Ayase/MD5 Collisions

From Bibliotheca Anonoma
Revision as of 00:10, 5 September 2019 by Baystdev (talk | contribs) (Adds example archived collision)
(diff) ← Older revision | Latest revision (diff) | Newer revision → (diff)

In recent years, a variety of mechanisms for generating md5 collisions have been made practical and well-publicised. More recently still, practical methods have been found to exploit these exploits with media files. A good demonstration of how broken md5s are is animated "hashquines" [1] [2], which use md5 collisions to display the animated GIF's own md5 hash.

4Chan and its archives depend on md5 to a certain extent for identifying unique media files. 4Chan uses md5 in its spam detection process (and elsewhere), and Asagi-based archivers use the "uniqueness" property for deduplication.

MD5 Vulnerabilities[edit]

There are two forms of the MD5 collision exploit discovered so far: a "chosen-prefix" and an "identical-prefix" collision mechanism.

  • The "identical-prefix" style of exploit inserts "collision blocks" within otherwise identical files to generate md5 collisions. Files generated with this style of collision have been demonstrated to pass through any 4chan post-processing steps without alteration. 4chan and its archives are vulnerable to at least gif md5 collisions, and probably to exploits crafted for other file formats as well. For more information on identical-prefix collisions, see this explanation/example and this discussion on hash collisions in various image formats. Here's an example of an archived collision, using some of corkami's example images. Both images show in the image search because Asagi deduplication is per-board.
  • The "chosen/fixed-prefix" exploit allows for an arbitrary pair of chosen files to be appended with "collision blocks" until they share the same md5. More info on this style of collision can be found here. This style of exploit can be countered on the backend by removing bytes past the media file trailer (a pattern signifying the end of the file), and it seems that this is part of the post-processing 4chan does on media upload.
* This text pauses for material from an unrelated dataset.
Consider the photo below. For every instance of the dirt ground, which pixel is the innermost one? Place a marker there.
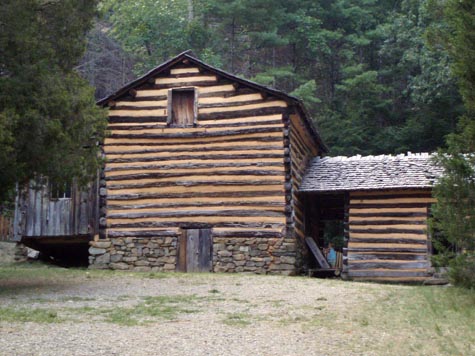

The existing types of md5 collision exploits are not known to pose a major risk to either the main site or its archives, because they can only be performed intentionally by an "attacker" who must generate and post both pieces of media. However, they do introduce a quirk which has a minor impact on the integrity of the archive:

  • Hiding images from archives: a user can post two md5-colliding images to the same board with a delay, and the second image will never be archived by Asagi-based archives. This is thanks to the md5-based deduplication mechanism which it uses, which will skip downloading an image if its md5 is already present in its database (the 4Chan API has an md5 field). This exploit is somewhat concerning since it prevents 100% fidelity at the post level: [the wrong image will be linked in the archive].

Neither of the above types of attacks are pre-image attacks; weaponizable pre-image attacks would pose a much larger risk to the mainsite and archives. If semi-arbitrary images could be generated with the same md5 as another arbitrary image posted by another user, automod or mod systems relying on media hashes could be gamed to ban non-offending users or media. e.g. a user could post an image, and then another user could generate an image with illegal or ban-worthy content sharing the same md5 as the first user. The first user or media file could end up banned from the mainsite and/or archives, along with the offending user/media. Note that this scenario is completely theoretical, and even if a pre-image attack were to exist, it would also need to be very flexible to be weaponized in this way.

Mitigations[edit]

A way to eliminate the effects of md5 collisions on the archive side would be to replace usage of md5 hashes with a more robust type (probably SHA256). This would have the following consequences:

  • The archiver would need to download every image it encounters, instead of doing a deduplication check.
    • The current deduplication process is to only download if the main site API md5 field does not match the md5 of a previously downloaded image.
    • Since the main site API does not have an SHA256 field, the image would need to be downloaded and the SHA256 generated locally (with any associated performance penalty for the hashing).
    • As a result, the server's media download rate would need to go up a bit (increased archive download bandwidth and Cloudflare etc. rate exhaustion).
  • Importing image dumps would require reprocessing.
  • If the hash is to be used to implicitly address media files (one of several methods), a new field would need to be added to the archive DB/API.

The gist is that it would add quite a bit of complexity to handle a small number of deliberately-introduced colliding images (perfect vs. 99.999999% integrity).

OR the archiver could do away with deduplication altogether, and use up a ton more storage while also needing to redownload identical images. This would be simpler, but it's not really an option since the archivers are very cost-sensitive.

Other workarounds have been proposed to evaluate media file uniqueness before downloading, i.e. using other fields in conjunction with the md5, but no valid solution has yet been found.

  • Using the filesize in conjunction with the md5 is no better than using just the md5, since the known collision attacks generate files with the same filesize.
  • Unique thumbnail hashes (requiring a much smaller download than the full-size media for verification) are not a guarantee of uniqueness either, since colliding gifs can have the same first frame, and the first frame determines the thumbnail.